Webinar ‘Finanças, ESG e Ciência’. Principais perguntas respondidas pelos especialistas.
No dia 09 de março foi realizado o Café com Especialistas, um webinar com membros do comitê de pesquisa e inovação do programa de finanças verdes do Prosperity Fund, organizado pela WayCarbon e pela Brasfi (Aliança Brasileira de Pesquisa em Finanças Sustentáveis e Investimento), com apoio do Programa Brasileiro de Finanças Verdes do Prosperity Fund.

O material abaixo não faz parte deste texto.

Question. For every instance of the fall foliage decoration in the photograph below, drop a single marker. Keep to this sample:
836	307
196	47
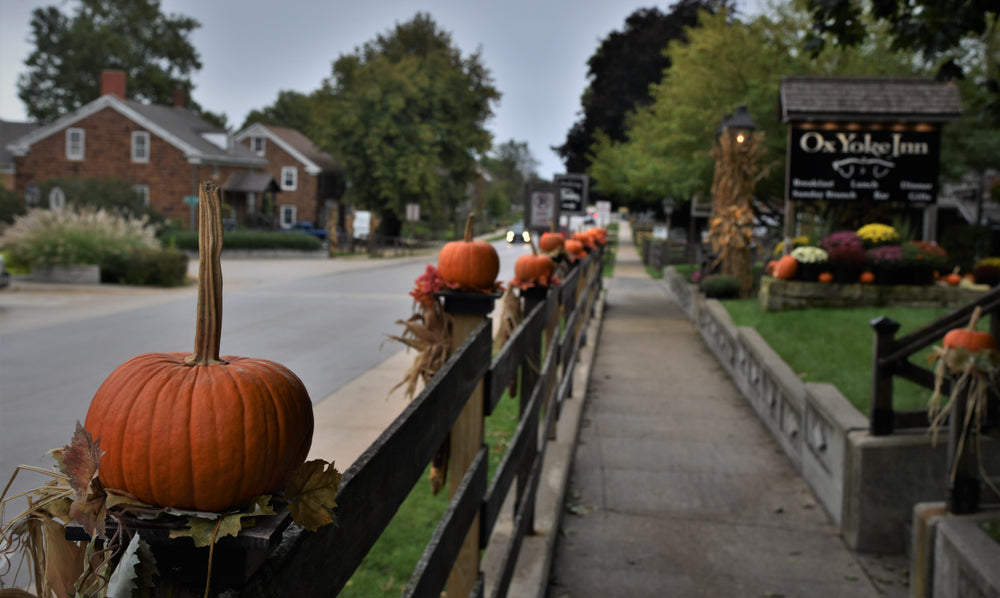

O evento foi pensado como parte da agenda de sustentabilidade do governo britânico em parceria com o governo do Brasil e permitiu que os especialistas, membros do Comitê de Pesquisa e Inovação pudessem apresentar suas contribuições e conhecimentos no âmbito das finanças verdes, fazendo ponte com a sociedade, governos e setores acadêmicos. Com tema ‘Finanças, ESG e Ciência’, os especialistas discutiram temas atuais e relevantes sobre esses três pilares relacionados ao universo das finanças sustentáveis.
Neste artigo foram compiladas algumas das principais contribuições e perguntas respondidas pelos especialistas Annelise Vendramini, Carlos Nobre, Clarisse Simonek, Felipe Bittencourt, Marisa Cesar, Viviane Tornielli, para ampliarmos as discussões sobre um tema que ganha cada vez mais relevância, não só para o mercado financeiro, mas para toda a sociedade brasileira.
Finanças, ESG e Ciência. Principais perguntas respondidas pelos especialistas.
A agenda de finanças sustentáveis nasceu no final dos anos 2000 a partir da emissão do primeiro green bond, com a intenção de buscar uma solução financeira que convergisse ciência para o financiamento de projetos com adicionalidade ambiental e climática. Hoje, pouco mais de uma década depois, essa agenda continua ganhando importância de forma exponencial.
1 – Por que as finanças agora têm sobrenome de ‘verde’ ou até mesmo ‘sustentáveis’?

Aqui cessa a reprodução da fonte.